Les Argentins sanctionnent le gouvernement péroniste dans les urnes

Les Argentins sanctionnent le gouvernement péroniste dans les urnes

Appelés aux urnes pour les élections primaires de mi-mandat, les Argentins ont largement désavoué le gouvernement péroniste d'Alberto Fernández alors que les indicateurs économiques peinent à reprendre des couleurs.

C'est un coup dur pour la majorité présidentielle. Le Frente de Todos, la coalition au pouvoir en Argentine, a perdu les élections primaires de dimanche dans 17 des 24 provinces du pays. Une « catastrophe électorale » d'après le journal espagnol « El Pais », tandis que le quotidien argentin « Página12 », favorable au gouvernement, reconnaît un « échec inattendu ».

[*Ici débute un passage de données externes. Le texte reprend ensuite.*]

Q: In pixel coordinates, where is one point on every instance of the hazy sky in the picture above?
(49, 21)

A mi-mandat, alors que le gouvernement a dirigé le pays presque exclusivement en période de pandémie, ce scrutin représentait un test grandeur nature avant les législatives de novembre. Tous les regards étaient tournés vers la province de Buenos Aires, gouvernée par l'ex-ministre de l'Economie de Cristina Kirchner, Axel Kicillof. Représentant près de 40 % de l'électorat, l'immense territoire (307.571 km²) constitue le bastion électoral historique du péronisme dans le pays.

Les listes menées par l'alliance d'opposition Juntos por el cambio (droite) y ont recueilli 38 % des votes, soit cinq points de plus que la coalition de gauche péroniste.

C'est avant tout la situation économique du pays et une campagne de vaccination jugée trop lente, faute de doses disponibles , qui ont motivé le vote d'opposition. Parmi les principaux reproches d'un électorat argentin lassé : une année 2020 marquée par un très long confinement qui a eu un impact violent sur l'économie, et une année 2021 où, en dépit de la multiplication des plans de relance mis en place par le gouvernement en vue des élections, la reprise peine à se manifester.

Inflation de 51,8 %
La crise sanitaire vient se greffer à trois ans de récession. Le PIB a encore chuté de 9,9 % l'an dernier. Si le taux de chômage a légèrement baissé au premier trimestre, touchant 10,2 % de la population active contre 13,1 % à son plus haut de 2020, le pouvoir d'achat des salariés continue d'être plombé par une inflation qui a atteint un taux interannuel de 51,8 % en juillet, d'après l'Institut des statistiques argentin (Indec).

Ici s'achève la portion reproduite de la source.